Energy consumption and economic growth: evidence from nonlinear panel cointegration and causality tests

The relationship between energy consumption and economic growth has been one of the most investigated yet controversial issues in the energy economics literature since the seminal work of Kraft and Kraft (1978). The interest of energy economists on this issue gained a new momentum with increasing concerns about global warming, especially after adoption of the Kyoto Protocol in 1997 that entered into force in 2005. Industrialized member countries committed themselves to a reduction of greenhouse gas emission, mainly by restricting fossil fuel consumption.

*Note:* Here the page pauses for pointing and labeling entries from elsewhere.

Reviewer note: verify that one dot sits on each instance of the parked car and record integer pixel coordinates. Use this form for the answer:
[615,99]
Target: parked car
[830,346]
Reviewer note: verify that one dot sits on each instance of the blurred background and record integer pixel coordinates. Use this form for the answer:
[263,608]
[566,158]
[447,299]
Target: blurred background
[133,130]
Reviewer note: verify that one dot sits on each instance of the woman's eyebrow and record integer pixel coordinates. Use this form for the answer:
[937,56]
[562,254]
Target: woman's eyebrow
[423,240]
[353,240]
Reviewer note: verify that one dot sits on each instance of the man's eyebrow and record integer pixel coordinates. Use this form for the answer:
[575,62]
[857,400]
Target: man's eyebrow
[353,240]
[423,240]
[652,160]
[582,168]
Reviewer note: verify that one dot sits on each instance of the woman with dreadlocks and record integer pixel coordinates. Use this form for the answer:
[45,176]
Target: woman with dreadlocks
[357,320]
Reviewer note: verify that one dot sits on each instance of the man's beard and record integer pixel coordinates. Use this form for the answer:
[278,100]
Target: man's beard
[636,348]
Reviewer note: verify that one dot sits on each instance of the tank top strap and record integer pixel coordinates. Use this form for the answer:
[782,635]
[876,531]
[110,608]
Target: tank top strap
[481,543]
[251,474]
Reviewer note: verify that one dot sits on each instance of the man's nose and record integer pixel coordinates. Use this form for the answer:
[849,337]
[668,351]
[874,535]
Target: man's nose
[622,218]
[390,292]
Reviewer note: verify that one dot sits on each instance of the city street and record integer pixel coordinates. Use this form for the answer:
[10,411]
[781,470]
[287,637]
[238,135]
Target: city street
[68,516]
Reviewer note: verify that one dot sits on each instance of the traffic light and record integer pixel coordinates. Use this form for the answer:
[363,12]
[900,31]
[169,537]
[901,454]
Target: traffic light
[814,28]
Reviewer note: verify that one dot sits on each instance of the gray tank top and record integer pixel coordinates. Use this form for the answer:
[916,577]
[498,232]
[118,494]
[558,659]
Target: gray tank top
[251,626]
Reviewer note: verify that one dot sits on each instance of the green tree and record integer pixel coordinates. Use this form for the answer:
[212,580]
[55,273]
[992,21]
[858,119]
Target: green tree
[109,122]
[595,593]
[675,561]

However, since energy is considered as an essential factor of production by many energy economists (e.g., Stern, 2000; Oh and Lee, 2004; Ghali and El-Sakka, 2004, Beaudreau, 2005, Lee and Chang, 2008), it is argued that reducing energy consumption may hamper economic growth and hence increase unemployment. On the other hand, the proponents of the so-called “conservation hypothesis” argue that the positive relationship between energy consumption and output level stems from positive effects of output growth rate on energy consumption, and hence policies aimed at conserving energy consumption will have only a limited, if any, adverse effect on economic growth. Similarly, supporters of the “neutrality hypothesis” argue that energy consumption and output level are not correlated, and therefore neither energy conservation nor energy promoting policies will affect economic growth of countries (see, for example, Lee and Chang, 2008; Apergis and Payne, 2009; Ozturk, 2010). Taking account of these alternative views regarding the relationship between energy consumption and output level, it is evident that discovering the causal linkages between energy consumption and economic growth is vital in designing energy policies for each nation.